Thanks for any ideas on how to implement this. ikegami has already provided much help with this code:

use strict; use warnings; use Encode qw( encode ); use Symbol qw( gensym ); use Win32API::File qw( CreateFileW OsFHandleOpen CREATE_ALWAYS GENERIC_WRITE ); my $qfn = chr(0x263a); # Whatever my $win32f = CreateFileW( encode('UCS-2le', $qfn), GENERIC_WRITE, # For writing 0, # Not shared [], # Security attributes CREATE_ALWAYS, # Create and replace 0, # Special flags [], # Permission template ) or die("CreateFile: $^E\n"); OsFHandleOpen( my $fh = gensym(), $win32f, 'w' ) or die("OsFHandleOpen: $^E\n"); print $fh "Foo!\n";

Replies are listed 'Best First'.
Re: Converting East Asian strings
by CountZero (Bishop) on Apr 14, 2009 at 05:49 UTC
    Another solution would be to transliterate the filenames into good 'ole' plain ASCII with Text::Unidecode. You would loose the exact filename, but it would give you a valid filename.

    If you keep a table somewhere in a database for translating between the original name and the transliterated file name, your web-site can still show the original name (and retrieve the file with its transliterated filename).

    Any problem in computer science can be solved with another layer of indirection. (David Wheeler)

    CountZero

    A program should be light and agile, its subroutines connected like a string of pearls. The spirit and intent of the program should be retained throughout. There should be neither too little or too much, neither needless loops nor useless variables, neither lack of structure nor overwhelming rigidity." - The Tao of Programming, 4.1 - Geoffrey James

Re: Converting East Asian strings
by Lu. (Hermit) on Apr 14, 2009 at 13:39 UTC
    You can try to "sniff out" the encoding with Encode::Guess, if you know the range of encodings you will be confronted to.
Re: Converting East Asian strings
by Burak (Chaplain) on Apr 14, 2009 at 18:02 UTC
    I wonder why don't we have something like this in core or at least in IO::File? Anyone suggested and rejected by porters?

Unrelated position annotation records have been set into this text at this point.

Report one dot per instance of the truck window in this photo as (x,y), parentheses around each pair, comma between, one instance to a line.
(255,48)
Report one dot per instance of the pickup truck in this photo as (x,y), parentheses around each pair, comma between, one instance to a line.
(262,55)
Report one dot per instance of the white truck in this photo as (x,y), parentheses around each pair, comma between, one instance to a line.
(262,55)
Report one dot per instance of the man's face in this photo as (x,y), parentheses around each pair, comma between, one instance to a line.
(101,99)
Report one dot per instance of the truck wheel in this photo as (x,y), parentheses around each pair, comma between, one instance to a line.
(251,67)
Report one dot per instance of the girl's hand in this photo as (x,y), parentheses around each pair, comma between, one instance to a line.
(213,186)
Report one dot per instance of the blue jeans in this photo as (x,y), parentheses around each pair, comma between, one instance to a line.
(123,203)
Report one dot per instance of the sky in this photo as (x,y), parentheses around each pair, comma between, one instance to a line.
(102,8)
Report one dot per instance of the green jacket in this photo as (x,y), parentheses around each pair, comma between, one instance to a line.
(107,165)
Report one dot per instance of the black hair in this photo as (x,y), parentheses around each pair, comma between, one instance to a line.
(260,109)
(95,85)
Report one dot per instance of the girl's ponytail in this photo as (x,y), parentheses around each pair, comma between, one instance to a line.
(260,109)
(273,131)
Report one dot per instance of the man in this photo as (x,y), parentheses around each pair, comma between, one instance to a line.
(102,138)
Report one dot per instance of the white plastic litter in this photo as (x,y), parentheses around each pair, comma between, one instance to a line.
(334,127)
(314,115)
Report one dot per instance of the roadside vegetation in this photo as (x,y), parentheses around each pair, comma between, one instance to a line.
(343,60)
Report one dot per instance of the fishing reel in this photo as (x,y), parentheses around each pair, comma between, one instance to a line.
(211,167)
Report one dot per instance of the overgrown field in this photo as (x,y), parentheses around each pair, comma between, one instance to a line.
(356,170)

      As far as I'm aware, there are some plans for redoing the filename handling of Perl, but the ugly problem is that Windows is the only OS that has something remotely resembling a statement about the encoding of filenames. Unixish operating systems use "native" filename encoding, that is, simple octet streams, but there is no easy way for Perl to find out what encoding a filename uses. I don't know if at least OSX states the encoding of a filename, or even simply uses UTF8. And let's not start talking about network shares...

        ...but there is no easy way for Perl to find out what encoding a filename uses.

        Not sure why Perl would have to find out the encoding of filenames. Last time I needed such a thing, I would have been perfectly happy to have a pragma - something like use filenames "UTF-8", or so - in order to manually specify the encoding being used with filenames on the system in question.

        I mean, no need to auto-determine anything here. Perl doesn't try to determine the encoding of file's contents either, or the encoding of the script source... For this, we have IO layers and use utf8; (for the source) or use encoding "...";. In other words, here it's also in the responsibility of the programmer to specifiy all encodings being used.  Why should filenames be handled differently?